4 filles : Anne Octavie, dite Annette (1818-1891), Louise Françoise (1823-1874), Elisabeth (1828-1883) et Amélie (1836-1914)
Ingénieur Cantonal de Genève, en charge des affaires militaires, de l'urbanisme de 1817 à 1850 et des fortifications
Enseigne la géométrie et les mathématiques à l'Académie de Genève en 1823, puis l'hydraulique en 1839
Parmi ses autres enseignements : la géodésie, la limnimétrie, la gnomonique, la mécanique appliquée, ...,
Co-fondateur en 1819 de l'Ecole Militaire Centrale Fédérale de Thoune, dont il sera l'instructeur en chef jusqu'en 1831, puis le directeur de 1831à 1834. Il aura notamment pour élève un certain Louis Napoléon Bonaparte, futur Napoléon III
Se bat pendant près de 10 ans pour faire adopter un drapeau fédéral à notre armée (1830-1840)
Dirige les travaux d'établissement d'une carte de la Suisse au 1:100'000, en 25 feuillet (1833-1865) et fonde en 1838 le 1er Bureau topographique fédéral, à Carouge
Quartier-maître de la Confédération (chef de l'Etat-major général) depuis 1831
Nommé Général en 1847 lors de la guerre civile du Sonderbund qu'il achève en 20 jours avec des pertes minimes dans les deux camps.

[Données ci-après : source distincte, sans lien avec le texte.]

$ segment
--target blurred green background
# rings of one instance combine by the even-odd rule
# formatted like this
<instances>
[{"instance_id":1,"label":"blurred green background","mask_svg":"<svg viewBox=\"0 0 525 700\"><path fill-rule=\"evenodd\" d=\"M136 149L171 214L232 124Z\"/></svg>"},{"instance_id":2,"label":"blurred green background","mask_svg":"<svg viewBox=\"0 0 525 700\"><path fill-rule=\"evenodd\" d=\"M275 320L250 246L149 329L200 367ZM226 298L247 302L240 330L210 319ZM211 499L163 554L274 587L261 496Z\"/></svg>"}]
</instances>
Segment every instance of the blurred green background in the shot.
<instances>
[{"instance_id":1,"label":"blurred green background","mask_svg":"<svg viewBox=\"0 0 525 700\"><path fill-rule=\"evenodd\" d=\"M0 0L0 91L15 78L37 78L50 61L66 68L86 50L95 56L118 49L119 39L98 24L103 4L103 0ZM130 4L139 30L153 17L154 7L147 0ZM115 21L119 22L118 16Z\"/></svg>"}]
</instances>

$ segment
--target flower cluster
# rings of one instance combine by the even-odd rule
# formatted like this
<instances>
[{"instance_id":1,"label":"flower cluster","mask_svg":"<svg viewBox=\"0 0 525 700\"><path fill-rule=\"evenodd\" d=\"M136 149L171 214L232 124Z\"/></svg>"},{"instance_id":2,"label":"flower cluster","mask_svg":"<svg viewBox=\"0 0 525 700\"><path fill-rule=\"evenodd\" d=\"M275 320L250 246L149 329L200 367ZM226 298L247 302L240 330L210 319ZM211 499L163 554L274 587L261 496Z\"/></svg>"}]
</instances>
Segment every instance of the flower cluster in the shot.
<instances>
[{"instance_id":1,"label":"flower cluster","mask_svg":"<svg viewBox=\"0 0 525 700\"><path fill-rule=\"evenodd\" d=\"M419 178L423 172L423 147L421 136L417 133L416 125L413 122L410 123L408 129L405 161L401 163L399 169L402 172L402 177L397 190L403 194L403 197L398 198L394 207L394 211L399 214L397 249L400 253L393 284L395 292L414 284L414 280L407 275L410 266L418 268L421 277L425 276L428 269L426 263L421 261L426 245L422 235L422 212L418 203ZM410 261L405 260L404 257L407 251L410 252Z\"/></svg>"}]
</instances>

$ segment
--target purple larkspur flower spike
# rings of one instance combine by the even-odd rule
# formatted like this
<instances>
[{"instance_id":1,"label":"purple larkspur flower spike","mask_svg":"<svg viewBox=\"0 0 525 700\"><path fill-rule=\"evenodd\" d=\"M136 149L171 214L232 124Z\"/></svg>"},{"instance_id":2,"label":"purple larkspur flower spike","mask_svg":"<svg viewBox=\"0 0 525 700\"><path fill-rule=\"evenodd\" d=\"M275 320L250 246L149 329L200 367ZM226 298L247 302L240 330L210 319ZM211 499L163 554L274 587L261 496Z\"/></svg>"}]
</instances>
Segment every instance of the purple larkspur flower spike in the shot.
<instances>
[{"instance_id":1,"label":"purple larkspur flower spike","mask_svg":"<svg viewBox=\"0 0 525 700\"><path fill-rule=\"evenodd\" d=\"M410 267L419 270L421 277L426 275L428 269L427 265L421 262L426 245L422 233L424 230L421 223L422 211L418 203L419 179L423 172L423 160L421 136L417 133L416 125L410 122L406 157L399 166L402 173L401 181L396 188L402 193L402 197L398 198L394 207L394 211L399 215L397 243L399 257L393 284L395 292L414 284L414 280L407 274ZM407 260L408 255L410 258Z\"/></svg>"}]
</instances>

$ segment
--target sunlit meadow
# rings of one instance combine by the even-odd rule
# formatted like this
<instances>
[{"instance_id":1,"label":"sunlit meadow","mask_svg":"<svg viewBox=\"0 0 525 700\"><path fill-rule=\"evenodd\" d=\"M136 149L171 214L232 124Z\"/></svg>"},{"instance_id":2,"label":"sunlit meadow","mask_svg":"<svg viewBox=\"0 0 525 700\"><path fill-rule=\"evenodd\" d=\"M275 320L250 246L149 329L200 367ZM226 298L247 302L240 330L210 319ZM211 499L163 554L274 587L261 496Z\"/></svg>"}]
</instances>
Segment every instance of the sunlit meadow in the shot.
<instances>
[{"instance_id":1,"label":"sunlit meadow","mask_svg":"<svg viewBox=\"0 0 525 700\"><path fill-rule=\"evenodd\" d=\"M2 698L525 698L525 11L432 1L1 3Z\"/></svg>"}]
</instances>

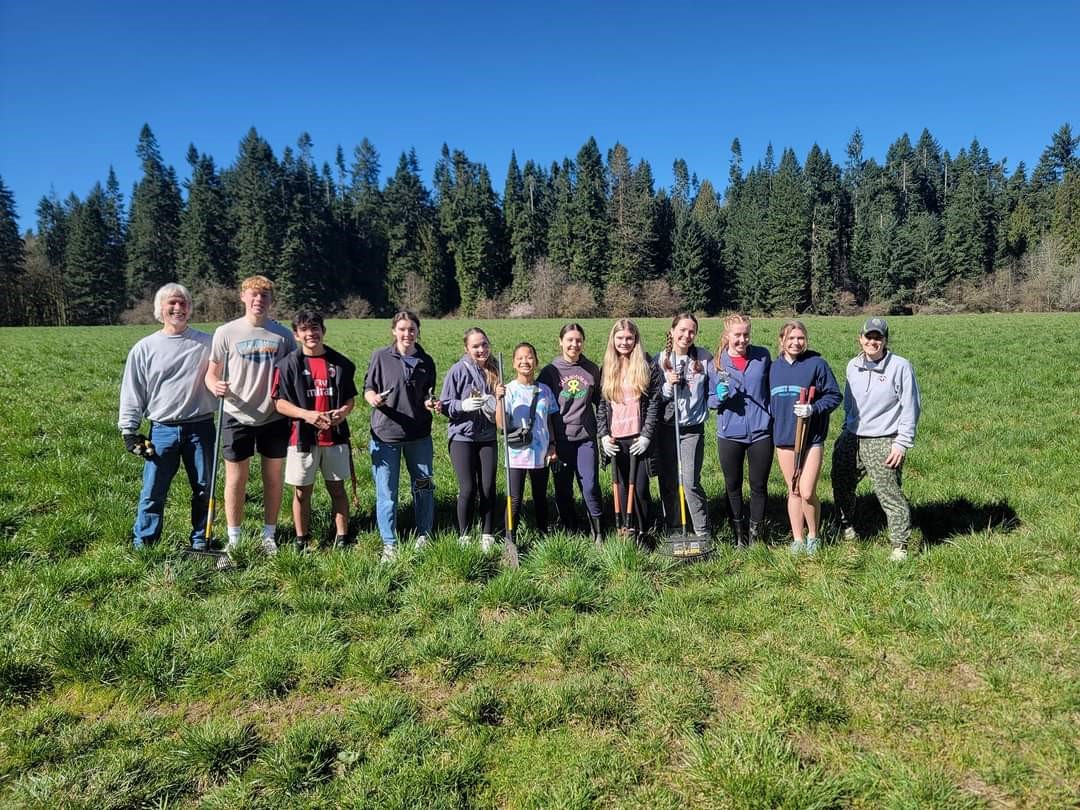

Ce fait d'arme et la retenue affichée face à des Confédérés lui vaut 
le vocable "le Pacificateur" par la Diète.
La guerre du Sonderbund, résultant depuis les années 1830 des agitations causées par la rédaction du nouveau Pacte fédéral, va aboutir à la votation, en 1848, de la nouvelle Constitution suisse

A nouveau nommé Général en 1849 dans l'affaire des réfugiés badois
Co-fondateur en 1852 de la Compagnie des chemins de fer Lyon-Genève, il s'implique beaucoup dans l'arrivée du train à Genève

Encore nommé Général en 1856-1857, dans l'Affaire de Neuchâtel avec la Prusse
Enfin nommé une 4ème fois Général pour la surveillance de la frontière avec l'Italie en 1859, date d'une certaine Bataille de Solferino qui hantera un autre Genevois, Henry Dunant
Membre de la Société Genevoise d'Utilité Publique, il sera, avec lui, l'un des 5 co-fondateurs  du "Comité International de Secours aux Blessés", qui va devenir la Croix-Rouge Internationale
Légion d'honneur : chevalier (1814), commandeur (1848), grand officier (1852), grand-Croix (1866) 
En son honneur, le plus haut sommet de Suisse (Höchste Spitze - 4633.9 m) est rebaptisé "Pointe Dufour"
Il se retire en 1867 de l'Etat-major fédéral

Dufour s'éteint le 14 juillet 1875, à l'âge de 87 ans, dans sa propriété des Eaux-Vives.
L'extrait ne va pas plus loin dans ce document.